# Total Energy vs Energy Cut Off convergence

Why is my plot of 'Total Energy vs Energy cut off' is jagged. Previously ecutwfc was kept at 40, 60 and now 80. But still I am unable to figure why isn't it converging. Where as 'Total Energy vs K points' show convergent behavior.

 &CONTROL
calculation = 'scf' ,
restart_mode = 'from_scratch' ,
outdir = '../../tmp' ,
pseudo_dir = '../../pseudo' ,
prefix = 'Pt' ,
/
&SYSTEM
ibrav = 2,
celldm(1) = 7.5828,
nat = 1,
ntyp = 1,
ecutwfc = 80 ,
occupations = 'smearing' ,
degauss = 0.02 ,
smearing = 'mp' ,
/
&ELECTRONS
/
&IONS
/
&CELL
cell_dynamics = 'bfgs' ,
/
ATOMIC_SPECIES
Pt  195.07800  Pt.pbe-nd-rrkjus.UPF
ATOMIC_POSITIONS alat
Pt    0.000000000    0.000000000    0.000000000
K_POINTS automatic
8 8 8  0 0 0


Edit 1:
Changing 'ecutwfc' ranging between 6-40 in the intervals of 2 gives very good convergence.

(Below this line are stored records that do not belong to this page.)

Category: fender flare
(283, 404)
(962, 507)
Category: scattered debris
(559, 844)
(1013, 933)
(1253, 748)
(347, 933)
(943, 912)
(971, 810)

Why doesn't this happen in other plot where it ranges from 20-80 in the intervals of 1?

• +1 Something to note is that the scale of the k-point convergence plot is 350 mRy, while the scale of the energy cutoff convergence is over an order of magnitude smaller at 20 mRy. Perhaps your numerical parameters are not tight enough to resolve an energy of the order of 1 mRy in the first plot, hence the erratic shape of the curve? Oct 2, 2021 at 11:25
• @ProfM May be seems right. When I took ecutwfc ranging from 6 - 40 in the intervals of 2, I got excellent convergence. Please look at the edit. I believe it has something to do with precision? Oct 2, 2021 at 12:39
• The increments on your first plot (.002) are 25x smaller than on the second plot (.05). Try redoing the second plot starting with 6 k-points or the change the scale on the first plot and you should find they look fairly similar.
– Tyberius
Oct 2, 2021 at 12:51
• @Tyberius I didn't understand why you're comparing energy convergence to k-point ocnvergence? Oct 2, 2021 at 13:24
• You have to look at the scale. On your new plot, each increment is 1 Ry, the original plot has increments of .002 Ry, 500 times smaller. The same oscillations are still there, you just can't see them on that large a scale. Whether energy differences of that size are converged enough depends on the application.